Das vorliegende Dokument beruht auf einer zeitlich begrenzten Recherche in öffentlich zugänglichen Dokumenten, die ACCORD derzeit zur Verfügung stehen sowie gegebenenfalls auf Expertenauskünften, und wurde in Übereinstimmung mit den Standards von ACCORD und den Common EU Guidelines for processing Country of Origin Information (COI) erstellt.

Diese Antwort stellt keine Meinung zum Inhalt eines Ansuchens um Asyl oder anderen internationalen Schutz dar. Alle Übersetzungen stellen Arbeitsübersetzungen dar, für die keine Gewähr übernommen werden kann.

Wir empfehlen, die verwendeten Materialien im Original durchzusehen. Originaldokumente, die nicht kostenfrei oder online abrufbar sind, können bei ACCORD eingesehen oder angefordert werden.

 

In dem 2017 erschienenen Sammelband „Parental Care and the best Interests of the Child in Muslim Countries“ zum Thema Obsorge der Eltern in muslimischen Ländern wird im Kapitel zum Irak erklärt, dass laut dem irakischen Personenstandsgesetz die Mutter das primäre Anrecht auf die Obsorge habe, gefolgt vom Vater. Im Falle der Unfähigkeit beider Eltern, die Obsorge zu gewährleisten, könne das Gericht diese auf eine dritte Person übertragen. Wenn es keine Drittperson gebe, werde das Kind in einem vom Staat betriebenen Kinderheim untergebracht:

„One can infer from Article 57 paras 4,5,7 and 8 Personal Status Code the following order of custody: (i) The mother has the priority in keeping the child until the age of ten; (ii) after that age, custody devolves to the father until the age of 15; (iii) maternal custody may, however, be prolonged until 15 years at the latest, if it is in the best interests of the child: (iv) after the age of 15, the child may choose his custodian (father, mother or one of his relatives) until his majority (18 years); and finally (v) at any time, the court may grant custody to a third person in case of incapacity of the parents. In other words, the mother enjoys priority, second is the father, followed by a third person chosen by the court (without preference for the maternal line). […] The judge may award custody of one child or the children to a third person when the situation so warrants.
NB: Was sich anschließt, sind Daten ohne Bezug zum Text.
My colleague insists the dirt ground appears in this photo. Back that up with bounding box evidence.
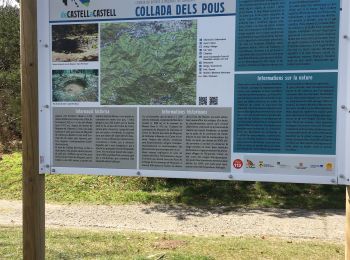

In the absence of a qualified person, the child will be placed in a children’s home run by the state.” (Al-Dabbagh, 2017, S. 91)

Das US-Außenministerium (US Department of State, USDOS) erwähnt in seinem Bericht zur religiösen Freiheit vom August 2017 (Berichtszeitraum: 2016), dass die irakische Verfassung dem Bürger erlaube, sich in Bezug auf Obsorge auszusuchen, ob man vor ein ziviles Gericht oder ein religiöses Gericht ziehe:

„The constitution guarantees citizens the right to choose which court (civil or religious) will adjudicate matters of personal status, including marriage, divorce, child custody, inheritance, endowments, and other personal matters.“ (USDOS, 15. August 2017)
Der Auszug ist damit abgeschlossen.